I just signed up for my first ever e-course: NOW YOU on self-portraiture. I’ll receive email assignments three times a week for six weeks, and there’ll be discussions and a private Flickr group to share results with the other participants.

I’ve seen a lot of these e-courses advertised over the last couple of years, and particularly in the craft blog sphere. They seem fairly expensive (this one is $75) but as such they’re also an interesting example of a new kind of cottage industry, where women (usually women as far as I have seen) sell their services to other women. Looking at a list on Studio Mothers, the quality seems varying – often these e-courses seem simply to be ways of packaging a series of blog posts in a way where you can sell them. I suppose that’s fine. Most of the courses do promise more than “daily inspirational emails from me”, and there’s usually a strong emphasis on community, on finding oneself, on finding ways to be happy within everyday constraints and without grand outward changes – the material for this course mentions finding beauty in our changing bodies, and repeatedly uses the phrase “everyday beauty”.
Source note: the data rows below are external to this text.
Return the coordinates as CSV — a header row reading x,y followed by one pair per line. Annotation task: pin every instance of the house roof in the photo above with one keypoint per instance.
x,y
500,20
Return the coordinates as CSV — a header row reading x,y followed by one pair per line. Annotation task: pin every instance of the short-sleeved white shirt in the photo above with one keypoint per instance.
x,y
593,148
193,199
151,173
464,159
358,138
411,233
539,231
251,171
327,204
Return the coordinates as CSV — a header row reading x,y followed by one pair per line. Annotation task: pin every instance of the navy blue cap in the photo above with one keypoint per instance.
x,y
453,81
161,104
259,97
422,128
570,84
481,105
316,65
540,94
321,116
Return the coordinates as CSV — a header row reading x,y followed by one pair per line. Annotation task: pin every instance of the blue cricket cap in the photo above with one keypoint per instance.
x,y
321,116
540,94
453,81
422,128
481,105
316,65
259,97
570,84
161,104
Many blogs share this urge towards self-improvement. In her book on blogging, Viviane Serfaty argued that blogs follow the Puritan tradition of the diary as a form of spiritual work, meant to be shared with others and seen as a constant tool for self-improvement. Blogging itself is also seen as a tool for achieving happiness: I have a book on my desk titled Blogging for Bliss: Crafting Your Own Online Journal, and there are, of course, e-courses helping you to become a better blogger.

In presentations about blogs, I often use this image (the view from my window in particularly dramatic lighting) to illustrate bloggers' urge for self-improvement - or at least self-understanding.

As a researcher I’m very interested in the many ways we represent ourselves online. In blogs, obviously, but also in self-portraits and through the automated templates social media provide us (free preprint here). So learning more about both self-portraits in general and about how people think about self-portraits intrigues me.

As a human being I like the idea of working to improve at seeing myself – like many of us, I tend to dislike photos of me, and while I’ve tried taking self-portraits I’ve not had a lot of luck. Challenging myself to experiment with this for six weeks sounds like it would be both fun and satisfying. I’ll let you know how it goes.

And while I’m curious about this as a researcher, I’ll be attending the course as a human being, not in order to do research on it.